Final Project
Your class project is an opportunity for you to explore an interesting Machine Learning problem of your choice in the context of a real-world data set. Your class project must be about new things you have done this semester; you can't use results you have developed in previous semesters. We will provide some project ideas here, but the best idea is to combine Machine Learning with a problem in your business area.
Deadlines:
- Project Proposal: Week 7: Sunday, Nov 8
- Project Write-up: Week 11: Friday, Dec 11
Project Proposal
Proposals should be one page maximum.
Include the following information:
- Project Title
- Team members
- Data Set. Briefly describe data set that you are going to use. You should have access to this data set, rather than promissing to collect data.
- Project Idea. Describe what you want to achieve. What Machine Learning tools are you going to use? How is the data set going to help you answer your question?
We do not expect the same amount of work from a team of 4 people and a group of 1 or 2.

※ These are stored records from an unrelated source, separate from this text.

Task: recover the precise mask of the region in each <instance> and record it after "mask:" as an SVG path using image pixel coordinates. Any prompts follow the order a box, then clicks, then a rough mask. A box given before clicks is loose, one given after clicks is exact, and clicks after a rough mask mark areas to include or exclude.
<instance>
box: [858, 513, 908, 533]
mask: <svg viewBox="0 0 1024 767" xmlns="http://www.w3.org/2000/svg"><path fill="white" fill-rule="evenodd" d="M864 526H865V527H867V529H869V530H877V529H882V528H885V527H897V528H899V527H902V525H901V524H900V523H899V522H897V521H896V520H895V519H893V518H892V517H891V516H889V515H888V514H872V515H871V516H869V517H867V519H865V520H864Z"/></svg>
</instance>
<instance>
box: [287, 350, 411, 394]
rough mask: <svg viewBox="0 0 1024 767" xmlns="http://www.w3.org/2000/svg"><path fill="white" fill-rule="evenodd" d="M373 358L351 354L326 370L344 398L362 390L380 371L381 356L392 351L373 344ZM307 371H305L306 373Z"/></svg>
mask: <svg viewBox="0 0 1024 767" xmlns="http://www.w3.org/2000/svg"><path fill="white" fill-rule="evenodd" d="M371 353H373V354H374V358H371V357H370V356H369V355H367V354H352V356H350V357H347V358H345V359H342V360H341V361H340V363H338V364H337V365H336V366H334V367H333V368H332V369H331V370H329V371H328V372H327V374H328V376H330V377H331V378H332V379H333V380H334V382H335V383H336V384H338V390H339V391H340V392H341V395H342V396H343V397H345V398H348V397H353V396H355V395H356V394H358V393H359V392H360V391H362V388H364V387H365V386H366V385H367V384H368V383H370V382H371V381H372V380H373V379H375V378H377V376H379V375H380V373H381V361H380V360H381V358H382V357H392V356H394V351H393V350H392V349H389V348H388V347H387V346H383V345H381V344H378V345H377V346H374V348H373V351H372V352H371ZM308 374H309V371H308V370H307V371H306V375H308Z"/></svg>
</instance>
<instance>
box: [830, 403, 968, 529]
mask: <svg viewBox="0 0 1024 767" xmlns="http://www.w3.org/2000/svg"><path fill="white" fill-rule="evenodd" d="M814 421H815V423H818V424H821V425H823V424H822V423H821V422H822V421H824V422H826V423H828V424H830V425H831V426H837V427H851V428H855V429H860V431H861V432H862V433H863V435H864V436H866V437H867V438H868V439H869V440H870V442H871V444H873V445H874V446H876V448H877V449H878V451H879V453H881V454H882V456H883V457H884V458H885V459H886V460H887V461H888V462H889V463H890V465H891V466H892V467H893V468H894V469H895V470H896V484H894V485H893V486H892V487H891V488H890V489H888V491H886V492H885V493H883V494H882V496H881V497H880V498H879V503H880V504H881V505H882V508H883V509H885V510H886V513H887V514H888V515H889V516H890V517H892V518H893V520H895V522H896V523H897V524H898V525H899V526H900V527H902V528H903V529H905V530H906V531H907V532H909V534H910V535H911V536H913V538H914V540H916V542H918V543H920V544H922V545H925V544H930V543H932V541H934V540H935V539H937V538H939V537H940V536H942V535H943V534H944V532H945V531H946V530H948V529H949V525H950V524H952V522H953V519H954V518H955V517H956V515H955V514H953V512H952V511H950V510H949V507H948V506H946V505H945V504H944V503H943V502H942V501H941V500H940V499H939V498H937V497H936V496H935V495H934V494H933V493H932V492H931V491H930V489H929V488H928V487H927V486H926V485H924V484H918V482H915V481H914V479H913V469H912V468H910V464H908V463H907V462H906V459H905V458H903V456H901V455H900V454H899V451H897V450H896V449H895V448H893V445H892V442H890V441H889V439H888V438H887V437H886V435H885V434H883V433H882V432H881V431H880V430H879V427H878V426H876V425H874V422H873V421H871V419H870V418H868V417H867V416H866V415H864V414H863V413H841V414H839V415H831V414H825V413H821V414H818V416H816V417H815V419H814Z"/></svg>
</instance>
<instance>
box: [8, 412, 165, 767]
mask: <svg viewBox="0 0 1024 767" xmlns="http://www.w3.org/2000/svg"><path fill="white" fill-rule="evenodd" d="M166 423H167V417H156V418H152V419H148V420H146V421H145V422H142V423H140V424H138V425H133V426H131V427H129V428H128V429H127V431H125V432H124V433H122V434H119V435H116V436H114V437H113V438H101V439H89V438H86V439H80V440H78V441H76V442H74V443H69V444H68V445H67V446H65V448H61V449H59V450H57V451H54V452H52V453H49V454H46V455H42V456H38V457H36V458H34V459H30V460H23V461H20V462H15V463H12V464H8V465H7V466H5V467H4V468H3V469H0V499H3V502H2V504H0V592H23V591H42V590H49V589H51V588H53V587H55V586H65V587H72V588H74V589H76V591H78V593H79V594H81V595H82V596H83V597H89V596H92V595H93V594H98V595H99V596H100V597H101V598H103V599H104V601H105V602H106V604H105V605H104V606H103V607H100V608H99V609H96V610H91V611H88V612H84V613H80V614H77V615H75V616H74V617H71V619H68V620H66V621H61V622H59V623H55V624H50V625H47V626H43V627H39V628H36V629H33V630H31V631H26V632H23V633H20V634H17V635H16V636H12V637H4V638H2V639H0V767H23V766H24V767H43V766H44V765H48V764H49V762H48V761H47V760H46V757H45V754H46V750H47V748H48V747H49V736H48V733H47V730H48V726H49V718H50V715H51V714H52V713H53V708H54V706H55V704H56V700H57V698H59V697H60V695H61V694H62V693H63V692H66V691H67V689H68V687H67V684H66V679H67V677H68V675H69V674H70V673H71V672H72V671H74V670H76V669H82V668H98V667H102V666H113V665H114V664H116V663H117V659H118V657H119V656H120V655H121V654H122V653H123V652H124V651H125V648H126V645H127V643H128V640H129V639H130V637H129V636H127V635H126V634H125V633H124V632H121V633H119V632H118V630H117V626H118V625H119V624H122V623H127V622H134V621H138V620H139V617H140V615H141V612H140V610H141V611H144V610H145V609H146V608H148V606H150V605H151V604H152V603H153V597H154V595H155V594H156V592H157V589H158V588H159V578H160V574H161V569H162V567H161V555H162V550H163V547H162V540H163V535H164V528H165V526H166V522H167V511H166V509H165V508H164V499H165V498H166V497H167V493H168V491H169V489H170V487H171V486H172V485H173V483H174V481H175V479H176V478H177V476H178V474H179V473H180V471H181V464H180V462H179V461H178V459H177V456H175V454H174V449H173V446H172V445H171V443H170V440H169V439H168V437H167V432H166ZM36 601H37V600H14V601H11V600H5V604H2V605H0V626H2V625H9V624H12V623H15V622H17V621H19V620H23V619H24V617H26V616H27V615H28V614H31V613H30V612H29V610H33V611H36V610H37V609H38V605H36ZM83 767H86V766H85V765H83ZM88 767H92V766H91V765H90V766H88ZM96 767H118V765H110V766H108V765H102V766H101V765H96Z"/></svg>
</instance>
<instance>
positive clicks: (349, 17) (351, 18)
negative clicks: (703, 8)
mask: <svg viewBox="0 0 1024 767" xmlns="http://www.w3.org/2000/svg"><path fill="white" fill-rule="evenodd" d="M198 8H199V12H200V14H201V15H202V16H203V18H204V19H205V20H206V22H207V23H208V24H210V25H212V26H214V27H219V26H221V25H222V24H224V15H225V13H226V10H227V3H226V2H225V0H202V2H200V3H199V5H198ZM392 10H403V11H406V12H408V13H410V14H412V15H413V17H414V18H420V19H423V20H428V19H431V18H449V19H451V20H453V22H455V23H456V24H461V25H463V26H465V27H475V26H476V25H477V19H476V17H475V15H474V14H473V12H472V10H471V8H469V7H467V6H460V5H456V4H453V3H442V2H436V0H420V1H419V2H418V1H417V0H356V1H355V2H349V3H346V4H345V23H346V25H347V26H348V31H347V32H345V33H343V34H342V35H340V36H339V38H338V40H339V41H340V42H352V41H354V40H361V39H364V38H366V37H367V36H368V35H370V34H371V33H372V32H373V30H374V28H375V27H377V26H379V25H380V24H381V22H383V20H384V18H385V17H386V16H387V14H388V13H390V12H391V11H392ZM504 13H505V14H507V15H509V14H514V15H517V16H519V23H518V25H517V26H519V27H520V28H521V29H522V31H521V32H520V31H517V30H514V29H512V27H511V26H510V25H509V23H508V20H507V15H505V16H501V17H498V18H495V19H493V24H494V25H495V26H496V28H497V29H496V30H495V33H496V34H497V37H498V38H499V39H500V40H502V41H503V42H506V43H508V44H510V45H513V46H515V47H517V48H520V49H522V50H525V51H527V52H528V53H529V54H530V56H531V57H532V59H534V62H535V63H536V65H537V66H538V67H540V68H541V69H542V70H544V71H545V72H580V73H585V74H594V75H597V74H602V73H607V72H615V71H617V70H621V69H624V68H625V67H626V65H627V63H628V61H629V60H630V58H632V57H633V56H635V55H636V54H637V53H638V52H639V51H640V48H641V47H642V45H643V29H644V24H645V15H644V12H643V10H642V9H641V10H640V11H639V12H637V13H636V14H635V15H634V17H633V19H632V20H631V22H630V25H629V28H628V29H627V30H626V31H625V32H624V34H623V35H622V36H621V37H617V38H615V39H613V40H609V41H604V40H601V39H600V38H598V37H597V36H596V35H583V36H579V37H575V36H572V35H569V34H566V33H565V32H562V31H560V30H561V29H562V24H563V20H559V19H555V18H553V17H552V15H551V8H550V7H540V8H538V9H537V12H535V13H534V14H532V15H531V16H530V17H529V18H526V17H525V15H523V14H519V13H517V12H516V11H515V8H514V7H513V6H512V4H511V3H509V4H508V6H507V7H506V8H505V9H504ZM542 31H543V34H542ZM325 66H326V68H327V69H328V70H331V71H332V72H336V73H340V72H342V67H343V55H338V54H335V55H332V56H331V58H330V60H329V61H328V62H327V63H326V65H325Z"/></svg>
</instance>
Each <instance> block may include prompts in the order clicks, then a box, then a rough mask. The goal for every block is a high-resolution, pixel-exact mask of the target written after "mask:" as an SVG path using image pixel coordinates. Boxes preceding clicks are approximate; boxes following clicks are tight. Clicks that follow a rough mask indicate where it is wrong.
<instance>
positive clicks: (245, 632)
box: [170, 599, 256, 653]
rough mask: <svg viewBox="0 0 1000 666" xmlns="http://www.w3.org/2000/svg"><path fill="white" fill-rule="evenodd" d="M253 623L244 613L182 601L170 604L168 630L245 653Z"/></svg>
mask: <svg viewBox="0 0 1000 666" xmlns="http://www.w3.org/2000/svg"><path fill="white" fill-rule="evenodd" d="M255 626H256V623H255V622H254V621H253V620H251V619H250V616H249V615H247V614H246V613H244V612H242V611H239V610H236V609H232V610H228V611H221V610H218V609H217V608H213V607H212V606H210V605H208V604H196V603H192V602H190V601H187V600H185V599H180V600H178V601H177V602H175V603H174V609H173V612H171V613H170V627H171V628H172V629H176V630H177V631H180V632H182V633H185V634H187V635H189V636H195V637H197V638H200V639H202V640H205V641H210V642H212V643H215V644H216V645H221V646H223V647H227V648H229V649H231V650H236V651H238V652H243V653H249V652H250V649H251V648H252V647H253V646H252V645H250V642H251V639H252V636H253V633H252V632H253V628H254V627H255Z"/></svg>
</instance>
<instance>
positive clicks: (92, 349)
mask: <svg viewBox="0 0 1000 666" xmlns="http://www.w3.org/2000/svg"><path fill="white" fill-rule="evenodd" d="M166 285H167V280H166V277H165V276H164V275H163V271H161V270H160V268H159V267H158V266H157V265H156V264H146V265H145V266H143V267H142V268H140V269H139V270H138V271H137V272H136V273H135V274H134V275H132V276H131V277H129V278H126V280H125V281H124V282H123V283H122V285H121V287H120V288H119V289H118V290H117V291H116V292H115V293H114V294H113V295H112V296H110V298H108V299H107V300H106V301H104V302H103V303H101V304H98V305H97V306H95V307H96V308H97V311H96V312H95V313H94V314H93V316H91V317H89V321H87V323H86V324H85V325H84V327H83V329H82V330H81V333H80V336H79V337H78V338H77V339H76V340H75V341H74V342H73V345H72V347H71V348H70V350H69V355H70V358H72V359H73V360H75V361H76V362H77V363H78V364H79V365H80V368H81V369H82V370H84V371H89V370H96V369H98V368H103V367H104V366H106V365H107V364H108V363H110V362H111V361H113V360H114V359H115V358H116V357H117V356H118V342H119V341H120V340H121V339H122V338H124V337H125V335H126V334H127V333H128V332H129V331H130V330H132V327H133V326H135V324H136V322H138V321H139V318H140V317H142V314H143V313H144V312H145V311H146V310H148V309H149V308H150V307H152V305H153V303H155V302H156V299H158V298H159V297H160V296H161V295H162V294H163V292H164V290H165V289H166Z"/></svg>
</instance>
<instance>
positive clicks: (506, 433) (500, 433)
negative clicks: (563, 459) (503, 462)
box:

Think of the project proposal as an early draft of your final write-up. Ideally you will be able to start from your proposal and expand it to the final document.
Where to get data
Here are some ideas on where to get data. You are welcome to use data from any other source as well.
-
City of Chicago data https://data.cityofchicago.org/
-
Airlines data set http://www.stat.purdue.edu/~sguha/rhipe/doc/html/airline.html
-
Kaggle Competitions http://www.kaggle.com/
-
UCI Machine Learning Library http://archive.ics.uci.edu/ml/datasets.html
-
Stanford Large Network Dataset Collection http://snap.stanford.edu/data/index.html
-
Million Songs Database http://labrosa.ee.columbia.edu/millionsong/pages/getting-dataset
-
PGA Tour (contributed by Tyler Burkett) http://www.pgatour.com/stats/shotlinkintelligence.html
-
Big list of publically available data sets http://blog.bigml.com/list-of-public-data-sources-fit-for-machine-learning/
-
Quora answer on "Where can I find large datasets open to the public?" https://www.quora.com/Where-can-I-find-large-datasets-open-to-the-public
Project Write-Up
Create a professional-grade report on your project. Imagine a very statistically savvy client who would read your report. The report should not be longer than 10 pages, including figures and your analysis. You do not need to include your R code with the submission. However, in case you decide to include it, please do so in the appendix.
Your report should summarize what was the goal of the project, what data you used, what did you do to your data and why. Tell us what did you learn from the project. Did you manage to solve a particular business problem using machine learning tools? If your method did not do as well as you were expecting, could you elaborate as to why? What conclusions can you draw from the project?